[31] Persius died in his 30th year, in the 8th year of Nero's reign. Lucan died before he was twenty-seven.

[32] Casaubon's edition is accompanied, "Cum Persiana Horatii imitatione."

[33] A Stoic philosopher to whom Persius addresses his 5th Satire.

[34] The famous Gilbert Burnet, the Buzzard of our author's "Hind and Panther," but for whom he seems now disposed to entertain some respect.

[35] Dryden alludes to the beautiful description which Horace has given of his father's paternal and watchful affection in the 6th Satire of the 1st Book.
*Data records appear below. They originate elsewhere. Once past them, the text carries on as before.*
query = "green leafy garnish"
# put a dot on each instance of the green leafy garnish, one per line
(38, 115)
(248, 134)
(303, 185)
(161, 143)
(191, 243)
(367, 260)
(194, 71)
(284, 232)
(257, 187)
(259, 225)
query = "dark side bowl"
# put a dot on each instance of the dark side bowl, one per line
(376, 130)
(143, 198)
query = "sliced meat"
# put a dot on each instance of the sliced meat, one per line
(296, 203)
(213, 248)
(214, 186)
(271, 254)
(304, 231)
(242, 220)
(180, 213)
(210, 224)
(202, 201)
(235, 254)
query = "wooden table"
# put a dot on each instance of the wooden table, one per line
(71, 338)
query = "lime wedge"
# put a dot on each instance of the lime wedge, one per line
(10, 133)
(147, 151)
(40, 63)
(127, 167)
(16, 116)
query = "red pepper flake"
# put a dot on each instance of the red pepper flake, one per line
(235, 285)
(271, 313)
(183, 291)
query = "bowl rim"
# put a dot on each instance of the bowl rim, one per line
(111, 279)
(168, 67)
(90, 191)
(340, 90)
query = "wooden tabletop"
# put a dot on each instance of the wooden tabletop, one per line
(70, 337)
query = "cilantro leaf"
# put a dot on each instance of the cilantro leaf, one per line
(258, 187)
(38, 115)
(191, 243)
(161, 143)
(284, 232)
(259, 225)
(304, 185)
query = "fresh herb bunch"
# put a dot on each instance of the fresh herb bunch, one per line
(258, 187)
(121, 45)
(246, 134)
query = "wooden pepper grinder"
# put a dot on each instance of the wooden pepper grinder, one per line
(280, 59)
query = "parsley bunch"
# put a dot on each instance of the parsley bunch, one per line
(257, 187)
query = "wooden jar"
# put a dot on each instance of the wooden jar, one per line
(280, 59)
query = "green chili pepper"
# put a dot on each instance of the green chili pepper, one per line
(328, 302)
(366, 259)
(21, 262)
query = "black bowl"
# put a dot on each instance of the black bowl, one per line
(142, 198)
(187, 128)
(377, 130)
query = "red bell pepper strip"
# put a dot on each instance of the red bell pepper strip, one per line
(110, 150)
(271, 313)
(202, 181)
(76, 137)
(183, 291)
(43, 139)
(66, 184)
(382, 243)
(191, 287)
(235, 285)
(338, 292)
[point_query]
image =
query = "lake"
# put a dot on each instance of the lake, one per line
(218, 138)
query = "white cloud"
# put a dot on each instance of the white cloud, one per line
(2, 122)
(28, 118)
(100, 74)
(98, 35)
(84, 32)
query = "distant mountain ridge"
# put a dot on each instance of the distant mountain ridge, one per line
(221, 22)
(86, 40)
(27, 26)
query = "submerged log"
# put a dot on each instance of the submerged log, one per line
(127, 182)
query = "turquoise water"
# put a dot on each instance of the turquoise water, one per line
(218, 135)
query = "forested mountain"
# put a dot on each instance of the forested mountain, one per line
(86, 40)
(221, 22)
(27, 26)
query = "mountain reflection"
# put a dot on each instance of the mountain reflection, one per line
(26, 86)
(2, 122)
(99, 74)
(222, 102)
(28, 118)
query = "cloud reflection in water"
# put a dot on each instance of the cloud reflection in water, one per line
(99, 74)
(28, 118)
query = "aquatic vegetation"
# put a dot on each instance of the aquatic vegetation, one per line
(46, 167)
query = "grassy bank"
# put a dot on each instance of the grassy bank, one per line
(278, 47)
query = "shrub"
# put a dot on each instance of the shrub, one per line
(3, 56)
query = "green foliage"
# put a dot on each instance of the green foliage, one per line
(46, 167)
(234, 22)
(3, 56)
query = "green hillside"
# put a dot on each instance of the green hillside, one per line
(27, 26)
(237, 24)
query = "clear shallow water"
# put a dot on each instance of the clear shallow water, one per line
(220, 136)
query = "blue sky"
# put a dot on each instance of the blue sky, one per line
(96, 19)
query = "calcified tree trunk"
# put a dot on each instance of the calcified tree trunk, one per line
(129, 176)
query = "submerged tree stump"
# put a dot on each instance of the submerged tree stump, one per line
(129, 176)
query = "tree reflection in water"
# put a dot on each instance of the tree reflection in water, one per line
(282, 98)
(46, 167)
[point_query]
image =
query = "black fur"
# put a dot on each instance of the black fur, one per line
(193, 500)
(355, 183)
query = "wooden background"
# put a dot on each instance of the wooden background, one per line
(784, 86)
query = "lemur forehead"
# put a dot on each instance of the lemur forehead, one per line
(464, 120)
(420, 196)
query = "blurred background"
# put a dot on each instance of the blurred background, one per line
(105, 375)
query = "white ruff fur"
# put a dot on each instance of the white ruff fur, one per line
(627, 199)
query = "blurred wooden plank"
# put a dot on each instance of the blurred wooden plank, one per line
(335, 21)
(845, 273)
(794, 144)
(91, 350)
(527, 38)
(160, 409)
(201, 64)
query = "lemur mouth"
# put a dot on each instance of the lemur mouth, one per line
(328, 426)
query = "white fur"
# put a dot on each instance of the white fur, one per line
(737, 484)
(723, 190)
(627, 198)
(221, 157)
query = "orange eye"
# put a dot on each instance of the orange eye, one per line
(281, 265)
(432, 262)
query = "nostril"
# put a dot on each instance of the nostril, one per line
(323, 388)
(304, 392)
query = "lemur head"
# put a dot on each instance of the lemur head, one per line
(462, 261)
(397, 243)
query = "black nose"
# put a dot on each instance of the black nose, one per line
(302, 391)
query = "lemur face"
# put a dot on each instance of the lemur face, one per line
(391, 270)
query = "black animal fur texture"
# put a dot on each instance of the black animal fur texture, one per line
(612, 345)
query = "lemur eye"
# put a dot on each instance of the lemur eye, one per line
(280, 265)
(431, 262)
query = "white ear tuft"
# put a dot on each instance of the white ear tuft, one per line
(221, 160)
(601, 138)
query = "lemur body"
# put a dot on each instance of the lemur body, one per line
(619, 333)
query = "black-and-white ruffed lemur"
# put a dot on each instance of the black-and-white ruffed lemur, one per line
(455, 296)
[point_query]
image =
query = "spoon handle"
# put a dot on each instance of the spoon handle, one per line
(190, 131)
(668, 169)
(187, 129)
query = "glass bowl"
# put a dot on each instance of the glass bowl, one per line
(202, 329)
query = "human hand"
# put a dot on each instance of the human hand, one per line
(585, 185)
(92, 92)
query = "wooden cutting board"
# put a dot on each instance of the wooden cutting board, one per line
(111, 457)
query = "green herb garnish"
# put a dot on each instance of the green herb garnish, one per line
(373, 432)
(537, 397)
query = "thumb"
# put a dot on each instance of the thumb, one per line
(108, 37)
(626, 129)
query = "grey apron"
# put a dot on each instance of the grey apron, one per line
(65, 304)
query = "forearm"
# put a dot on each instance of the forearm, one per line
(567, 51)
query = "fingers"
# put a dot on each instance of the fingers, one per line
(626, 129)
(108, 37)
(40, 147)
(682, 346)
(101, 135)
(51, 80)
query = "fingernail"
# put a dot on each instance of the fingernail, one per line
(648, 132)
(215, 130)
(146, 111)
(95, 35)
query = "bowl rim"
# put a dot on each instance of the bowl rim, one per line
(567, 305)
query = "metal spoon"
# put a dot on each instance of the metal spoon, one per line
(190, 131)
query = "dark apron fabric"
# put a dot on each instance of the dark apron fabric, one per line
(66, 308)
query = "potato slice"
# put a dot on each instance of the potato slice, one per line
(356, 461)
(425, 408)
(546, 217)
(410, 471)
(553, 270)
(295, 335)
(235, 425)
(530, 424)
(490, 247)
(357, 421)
Wycherley, the friend for whom he wishes a father of equal tenderness, after having been gayest of the gay, applauded by theatres, and the object of a monarch's jealousy, was finally thrown into jail for debt, and lay there seven long years, his father refusing him any assistance. And, although in 1697, he was probably at liberty, for King James had interposed in his favour and paid a great part of his debts, he continued to labour under pecuniary embarrassments untill his father's death and even after he had succeeded to his entailed property.

[36] The abuse of personal satires, or lampoons, as they were called, was carried to a prodigious extent in the days of Dryden, when every man of fashion was obliged to write verses; and those who had neither poetry nor wit, had recourse to ribaldry and libelling. Some observations on these lampoons may be found prefixed to the Epistle to Julian, among the pieces ascribed to Dryden.

[37] Wycherley, author of the witty comedy so called.

[38] The precise dates of Juvenal's birth and death are disputed; but it is certain he flourished under Domitian, famous for his cruelty against men and insects. Juvenal was banished by the tyrant, in consequence of reflecting upon the actor Paris. He is generally said to have died of grief; but Lepsius contends, that he survived even the accession of Hadrian.

[39] The learned Barten Holyday was born at Oxford, in the end of the 16th century. Wood says, he was second to none for his poetry and sublime fancy, and brings in witness his "smooth translation of rough Persius," made before he was twenty years of age. He wrote a play called "Technogamia, or the Marriage of the Arts," which was acted at Christ Church College, before James I., and, though extremely dull and pedantic, was ill received by his Majesty. Holyday's version of Juvenal was not published till after his death, when, in 1673, it was inscribed to the dean and canons of Christ Church. As he had adopted the desperate resolution of comprising every Latin line within an English one, the modern reader has often reason to complain, with the embarrassed gentleman in the "Critic," that the interpreter is the harder to be understood of the two.

[40] Sir Robert Stapylton, a gentleman of an ancient family in Yorkshire, who followed the fortune of Charles I. in the civil war, besides several plays and poems, published a version of Juvenal, under the title of "The manners of Men described in sixteen Satires by Juvenal." There are two editions, the first published in 1647, and the last and most perfect in 1660. Sir Robert Stapylton died in 1669. His verse is as harsh and uncouth as that of Holyday, who indeed charged him with plagiary; though one would have thought the nature of the commodity would have set theft at defiance.